TRAILab · sandropapais · Feb 12, 2026 · Feb 18, 2026 · Feb 18, 2026 · Feb 18, 2026
diff --git a/.claude/commands/autoresearch.md b/.claude/commands/autoresearch.md
@@ -0,0 +1,235 @@
+You are running an autonomous ML research loop for the ForeSight autonomous driving project.
+
+## Setup
+
+Arguments: $ARGUMENTS
+Parse:
+- `--goal` (required): research objective
+- `--base-config` (default: `projects/configs/sparsedrive_r50_stage2_4gpu.py`)
+- `--max-experiments` (default: 5)
+- `--poll` (default: 30m): how often to check job status (e.g. `30m`, `1h`)
+
+**Agree on a run tag** based on today's date (e.g. `mar25`). The branch `autoresearch/<tag>` must not already exist.
+
+```bash
+git checkout -b autoresearch/<tag>
+```
+
+Read the base config for full context before proposing anything:
+```bash
+head -90 <base-config> && echo "---" && tail -50 <base-config>
+```
+
+**Initialize `results.tsv`** if it doesn't exist (tab-separated, NOT comma-separated):
+```
+commit	val_L2	val_col%	car_ade	NDS	status	description
+```
+
+**Run the baseline** — always submit the base config as exp-000 before any experiments. This gives a reproducible reference on the same hardware and code version.
+
+Config stem: `auto_<tag>_exp000_baseline`
+
+Create the config (copy base config, only update the WandB name):
+```python
+# === autoresearch overrides (auto_<tag>_exp000_baseline) ===
+log_config['hooks'][1]['init_kwargs']['name'] = 'auto_<tag>_exp000_baseline'
+```
+
+Submit and wait for it to finish exactly as in Steps 3–6 below.
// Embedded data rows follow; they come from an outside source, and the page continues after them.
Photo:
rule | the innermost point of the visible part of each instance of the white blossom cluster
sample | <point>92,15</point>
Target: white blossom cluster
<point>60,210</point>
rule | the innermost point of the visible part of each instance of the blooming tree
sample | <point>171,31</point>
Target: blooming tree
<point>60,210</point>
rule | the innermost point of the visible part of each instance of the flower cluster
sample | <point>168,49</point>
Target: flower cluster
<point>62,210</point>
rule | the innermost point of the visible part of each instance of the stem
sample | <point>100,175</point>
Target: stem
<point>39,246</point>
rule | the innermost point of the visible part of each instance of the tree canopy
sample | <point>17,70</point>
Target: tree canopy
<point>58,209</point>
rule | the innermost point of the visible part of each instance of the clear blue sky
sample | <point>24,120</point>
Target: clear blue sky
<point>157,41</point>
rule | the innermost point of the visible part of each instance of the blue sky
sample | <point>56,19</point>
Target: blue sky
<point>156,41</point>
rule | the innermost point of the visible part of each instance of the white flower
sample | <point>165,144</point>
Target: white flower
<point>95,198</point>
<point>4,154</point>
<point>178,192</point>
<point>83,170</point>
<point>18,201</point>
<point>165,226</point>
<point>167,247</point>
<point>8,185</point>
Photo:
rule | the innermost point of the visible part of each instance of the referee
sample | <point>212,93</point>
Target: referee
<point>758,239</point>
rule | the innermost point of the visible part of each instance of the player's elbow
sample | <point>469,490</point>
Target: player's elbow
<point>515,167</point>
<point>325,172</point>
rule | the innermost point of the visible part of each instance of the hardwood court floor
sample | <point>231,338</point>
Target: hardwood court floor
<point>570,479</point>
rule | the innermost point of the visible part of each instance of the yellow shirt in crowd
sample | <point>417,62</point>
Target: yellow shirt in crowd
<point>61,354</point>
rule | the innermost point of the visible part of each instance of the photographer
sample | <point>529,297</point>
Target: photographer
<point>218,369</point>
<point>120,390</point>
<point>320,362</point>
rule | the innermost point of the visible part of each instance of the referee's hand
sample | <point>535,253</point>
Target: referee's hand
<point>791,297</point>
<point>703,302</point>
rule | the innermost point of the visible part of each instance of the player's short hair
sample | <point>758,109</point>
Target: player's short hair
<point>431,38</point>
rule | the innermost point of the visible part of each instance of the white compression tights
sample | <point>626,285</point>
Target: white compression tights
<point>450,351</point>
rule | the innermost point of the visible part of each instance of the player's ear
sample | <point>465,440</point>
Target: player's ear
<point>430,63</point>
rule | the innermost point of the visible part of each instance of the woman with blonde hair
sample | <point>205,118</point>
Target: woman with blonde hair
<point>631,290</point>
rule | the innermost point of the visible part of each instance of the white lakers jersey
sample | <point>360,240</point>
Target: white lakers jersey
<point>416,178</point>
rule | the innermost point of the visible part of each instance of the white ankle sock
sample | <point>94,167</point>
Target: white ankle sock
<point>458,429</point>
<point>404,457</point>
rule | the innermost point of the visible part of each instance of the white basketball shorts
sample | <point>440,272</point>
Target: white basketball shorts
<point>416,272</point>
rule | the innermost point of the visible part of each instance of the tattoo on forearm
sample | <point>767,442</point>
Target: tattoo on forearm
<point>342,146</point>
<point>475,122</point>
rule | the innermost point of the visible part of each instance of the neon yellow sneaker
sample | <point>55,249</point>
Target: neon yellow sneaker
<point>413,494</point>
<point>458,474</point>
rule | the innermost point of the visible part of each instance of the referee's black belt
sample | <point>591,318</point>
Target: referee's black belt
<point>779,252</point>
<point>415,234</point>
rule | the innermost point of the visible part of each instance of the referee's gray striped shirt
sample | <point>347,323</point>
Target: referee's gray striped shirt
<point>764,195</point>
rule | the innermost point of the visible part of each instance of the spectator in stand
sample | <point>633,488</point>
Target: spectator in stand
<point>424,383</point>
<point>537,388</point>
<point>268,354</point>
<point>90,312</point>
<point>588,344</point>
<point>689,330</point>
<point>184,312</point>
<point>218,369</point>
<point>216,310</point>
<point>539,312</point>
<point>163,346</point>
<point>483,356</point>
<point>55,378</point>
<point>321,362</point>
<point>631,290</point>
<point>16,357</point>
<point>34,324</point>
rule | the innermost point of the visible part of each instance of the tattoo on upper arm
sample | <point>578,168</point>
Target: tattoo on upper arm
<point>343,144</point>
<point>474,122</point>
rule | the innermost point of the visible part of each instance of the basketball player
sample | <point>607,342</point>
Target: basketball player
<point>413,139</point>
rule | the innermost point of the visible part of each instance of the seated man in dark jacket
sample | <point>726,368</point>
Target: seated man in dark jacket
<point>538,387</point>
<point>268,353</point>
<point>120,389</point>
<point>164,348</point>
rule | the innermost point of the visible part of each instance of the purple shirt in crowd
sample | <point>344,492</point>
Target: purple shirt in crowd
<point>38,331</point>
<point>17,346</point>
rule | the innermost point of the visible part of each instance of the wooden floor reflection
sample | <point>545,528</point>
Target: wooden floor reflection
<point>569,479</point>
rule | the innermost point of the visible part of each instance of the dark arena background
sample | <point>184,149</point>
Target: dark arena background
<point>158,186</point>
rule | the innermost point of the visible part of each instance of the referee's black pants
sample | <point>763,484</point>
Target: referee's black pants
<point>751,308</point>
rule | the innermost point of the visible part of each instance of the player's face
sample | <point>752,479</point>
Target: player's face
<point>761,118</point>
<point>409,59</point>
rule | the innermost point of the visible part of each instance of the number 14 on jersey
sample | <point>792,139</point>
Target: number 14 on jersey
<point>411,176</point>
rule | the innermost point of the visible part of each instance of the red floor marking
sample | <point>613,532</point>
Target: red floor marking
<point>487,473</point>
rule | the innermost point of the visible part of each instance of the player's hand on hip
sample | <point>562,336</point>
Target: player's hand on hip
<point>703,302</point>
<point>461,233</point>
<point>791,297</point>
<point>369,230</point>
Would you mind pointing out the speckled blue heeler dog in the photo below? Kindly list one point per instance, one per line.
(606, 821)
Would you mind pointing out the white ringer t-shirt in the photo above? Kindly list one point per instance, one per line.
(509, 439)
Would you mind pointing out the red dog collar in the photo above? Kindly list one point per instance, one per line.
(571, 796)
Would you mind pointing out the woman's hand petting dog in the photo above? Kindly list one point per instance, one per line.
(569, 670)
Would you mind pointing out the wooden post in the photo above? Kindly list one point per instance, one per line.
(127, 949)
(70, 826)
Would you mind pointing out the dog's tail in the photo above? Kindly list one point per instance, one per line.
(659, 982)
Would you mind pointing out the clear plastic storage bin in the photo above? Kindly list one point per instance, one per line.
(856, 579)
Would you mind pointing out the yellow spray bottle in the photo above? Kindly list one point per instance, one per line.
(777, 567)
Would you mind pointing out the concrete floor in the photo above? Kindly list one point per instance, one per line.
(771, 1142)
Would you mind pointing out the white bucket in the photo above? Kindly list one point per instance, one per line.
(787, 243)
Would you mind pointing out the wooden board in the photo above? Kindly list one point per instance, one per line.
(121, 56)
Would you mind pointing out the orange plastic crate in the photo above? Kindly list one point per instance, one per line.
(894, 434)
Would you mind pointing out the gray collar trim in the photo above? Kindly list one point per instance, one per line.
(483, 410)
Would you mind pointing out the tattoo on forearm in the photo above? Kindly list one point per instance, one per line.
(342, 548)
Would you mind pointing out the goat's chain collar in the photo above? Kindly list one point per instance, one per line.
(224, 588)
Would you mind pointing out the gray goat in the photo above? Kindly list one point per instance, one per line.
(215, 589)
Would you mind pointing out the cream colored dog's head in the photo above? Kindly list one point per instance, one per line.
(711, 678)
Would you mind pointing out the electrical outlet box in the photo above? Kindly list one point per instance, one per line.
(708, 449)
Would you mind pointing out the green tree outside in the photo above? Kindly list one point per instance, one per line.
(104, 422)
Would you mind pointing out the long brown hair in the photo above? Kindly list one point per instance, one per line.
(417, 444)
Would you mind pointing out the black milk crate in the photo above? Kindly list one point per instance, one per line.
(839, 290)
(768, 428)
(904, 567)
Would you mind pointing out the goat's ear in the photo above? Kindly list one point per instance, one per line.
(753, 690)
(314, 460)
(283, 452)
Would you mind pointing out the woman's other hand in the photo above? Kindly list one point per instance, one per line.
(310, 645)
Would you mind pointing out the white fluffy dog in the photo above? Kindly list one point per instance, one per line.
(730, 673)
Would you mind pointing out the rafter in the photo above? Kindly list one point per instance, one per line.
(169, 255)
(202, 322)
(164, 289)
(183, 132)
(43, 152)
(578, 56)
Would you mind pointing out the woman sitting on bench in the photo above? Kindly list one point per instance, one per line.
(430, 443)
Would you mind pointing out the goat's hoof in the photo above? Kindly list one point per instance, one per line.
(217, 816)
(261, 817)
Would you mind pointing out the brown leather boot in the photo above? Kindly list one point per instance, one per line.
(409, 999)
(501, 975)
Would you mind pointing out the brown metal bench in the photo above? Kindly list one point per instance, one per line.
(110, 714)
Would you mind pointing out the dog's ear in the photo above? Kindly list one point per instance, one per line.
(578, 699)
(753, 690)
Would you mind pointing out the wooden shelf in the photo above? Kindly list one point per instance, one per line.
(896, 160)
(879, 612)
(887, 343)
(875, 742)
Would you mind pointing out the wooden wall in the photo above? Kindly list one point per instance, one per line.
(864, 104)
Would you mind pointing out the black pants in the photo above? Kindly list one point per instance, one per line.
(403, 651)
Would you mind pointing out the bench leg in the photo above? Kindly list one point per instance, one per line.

Record results as the first `results.tsv` row with status `baseline`. This run does NOT count against `--max-experiments`.
+
+**Initialize `research_log.md`** if it doesn't exist. If it already exists, read it to catch up on prior experiments before proposing.
+
+**Read the project research review** to understand the full experimental landscape, confirmed wins, and known-bad ideas before proposing anything:
+```bash
+cat autoresearch/research_review.md
+```
+Pay particular attention to:
+- **Section 3** (Experimental Findings): what has already been tried and what the results were — do NOT re-run experiments that are already documented here
+- **Section 7** (Prioritized Action Plan): the "Confirmed Wins" table and "Negative/Null Evidence" table — use the confirmed wins as a starting point and never propose ideas from the null/negative list
+- **Section 9** (Open Questions): unresolved questions worth answering
+
+## Architecture
+- SparseDrive: ResNet → FPN → SparseDriveHead (detection + map + motion/planning)
+- Configs are Python files exec()'d by mmdet3d — appending lines at the end overrides earlier values
+- Training: 4 GPUs on DGX server (ssh host: `trail_dgx`), repo at `/raid/home/spapais/ForeSight`
+- Each experiment takes ~4 hours
+
+## Key Metrics (nuScenes val)
+- **L2**: ego planning L2 error in meters (lower = better) ← primary metric
+- **obj_box_col**: planning collision rate % (lower = better) ← primary metric
+- **car_ade / ped_ade**: agent motion ADE in meters (lower = better)
+- **car_epa / ped_epa**: motion end-point accuracy (higher = better)
+- **NDS**: nuScenes detection score (higher = better)
+- **mAP**: detection mean AP (higher = better)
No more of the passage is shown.